Il y a trois mois, alors que je venais chercher pour la « X » ème fois Raymonde, pour l’emmener passer une semaine chez nous au moment de Noël, je « tombe nez à nez » avec Madame P. la concierge.

  • « Bonjour Madame, vous me reconnaissez ? »
  • « Oui, vous êtes Madame D., la maman des 3 petits ? »
  • « Enfin, oui, si vous le dites, des 3 grands maintenant. »
  • « Vous allez voir Madame F. ? »
  • « Oui, et j’allais vous dire qu’elle venait passer quelques jours pour les fêtes, comme cela elle ne sera pas seule. »
  • « Cela ne va pas, on ne va pas pouvoir la garder, elle « perd la tête, elle dérange tout le monde, et l’hygiène. Et puis, je ne suis pas d’accord avec la curatrice, elle veut que Madame F. reste là, moi, je dis que non.  Enfin, vous allez voir vous-même, et l’hygiène !!! »
  • « Merci, de l’information, je regarde ce que je peux faire. Au revoir Madame P. et bonnes fêtes de fin d’année. »

Et c’est ainsi que nous terminons notre discussion, c’est ainsi que je monte dans l’ascenseur et arrive au 5ème étage où Madame F. m’attend.

Rien de particulier, l’appartement est propre, la salle de bain est propre, aucun désordre, aucune poubelle qui déborde, tout est calme et peut-être même trop calme.

Et les fêtes se passent dans la joie et la bonne humeur. Il est déjà l’heure de rentrer, de retourner.

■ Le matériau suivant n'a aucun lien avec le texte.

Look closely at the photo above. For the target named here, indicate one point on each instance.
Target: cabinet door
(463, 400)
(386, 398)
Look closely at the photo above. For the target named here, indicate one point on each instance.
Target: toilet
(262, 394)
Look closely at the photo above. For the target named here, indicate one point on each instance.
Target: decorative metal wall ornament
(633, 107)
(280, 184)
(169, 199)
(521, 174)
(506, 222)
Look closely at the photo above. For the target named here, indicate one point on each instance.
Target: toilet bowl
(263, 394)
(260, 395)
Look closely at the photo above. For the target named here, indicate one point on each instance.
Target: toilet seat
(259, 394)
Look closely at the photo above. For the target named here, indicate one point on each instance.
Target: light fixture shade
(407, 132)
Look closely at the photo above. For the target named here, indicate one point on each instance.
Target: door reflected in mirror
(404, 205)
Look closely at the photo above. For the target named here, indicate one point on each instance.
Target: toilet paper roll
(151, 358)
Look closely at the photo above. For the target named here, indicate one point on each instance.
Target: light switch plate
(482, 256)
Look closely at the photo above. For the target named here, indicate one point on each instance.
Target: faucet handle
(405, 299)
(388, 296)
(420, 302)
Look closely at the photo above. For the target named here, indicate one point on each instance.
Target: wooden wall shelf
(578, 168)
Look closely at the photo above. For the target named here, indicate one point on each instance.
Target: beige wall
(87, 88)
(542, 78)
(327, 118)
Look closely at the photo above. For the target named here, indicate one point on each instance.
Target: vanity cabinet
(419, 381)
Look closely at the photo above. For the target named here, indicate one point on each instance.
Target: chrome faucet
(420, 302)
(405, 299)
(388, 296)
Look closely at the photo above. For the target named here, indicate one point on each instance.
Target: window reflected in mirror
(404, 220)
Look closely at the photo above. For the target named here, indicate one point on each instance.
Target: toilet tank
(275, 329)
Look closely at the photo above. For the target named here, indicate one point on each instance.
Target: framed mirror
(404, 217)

Au fond d’elle-même, une certaine tristesse, elle repart avec les bras chargés et trouvait qu’elle n’avait rien apporté, ce qui était faux étant donné qu’elle avait reçu de la mairie une valise rouge avec quelques boites de conserves dedans, qu’elle n’a jamais voulu garder et qu’elle nous a offerte.

 

170406 Cadeau Mémo, NOel 2016

Avec un peu plus de temps que d’habitude, je profite des nouvelles vacances de février pour aller la chercher. A nouveau, je rencontre Madame P.

  • « Ah, que c’est dommage, Madame K. la curatrice, vient tout juste de partir. Nous nous sommes encore disputées. Je veux qu’elle place Madame F. dans une maison, elle ne doit pas rester là. »
  • « Donnez-moi le nom et les coordonnées de cette curatrice et je vais m’entretenir avec elle, nous allons discuter et verrons ce qui est opportun ou non de faire. »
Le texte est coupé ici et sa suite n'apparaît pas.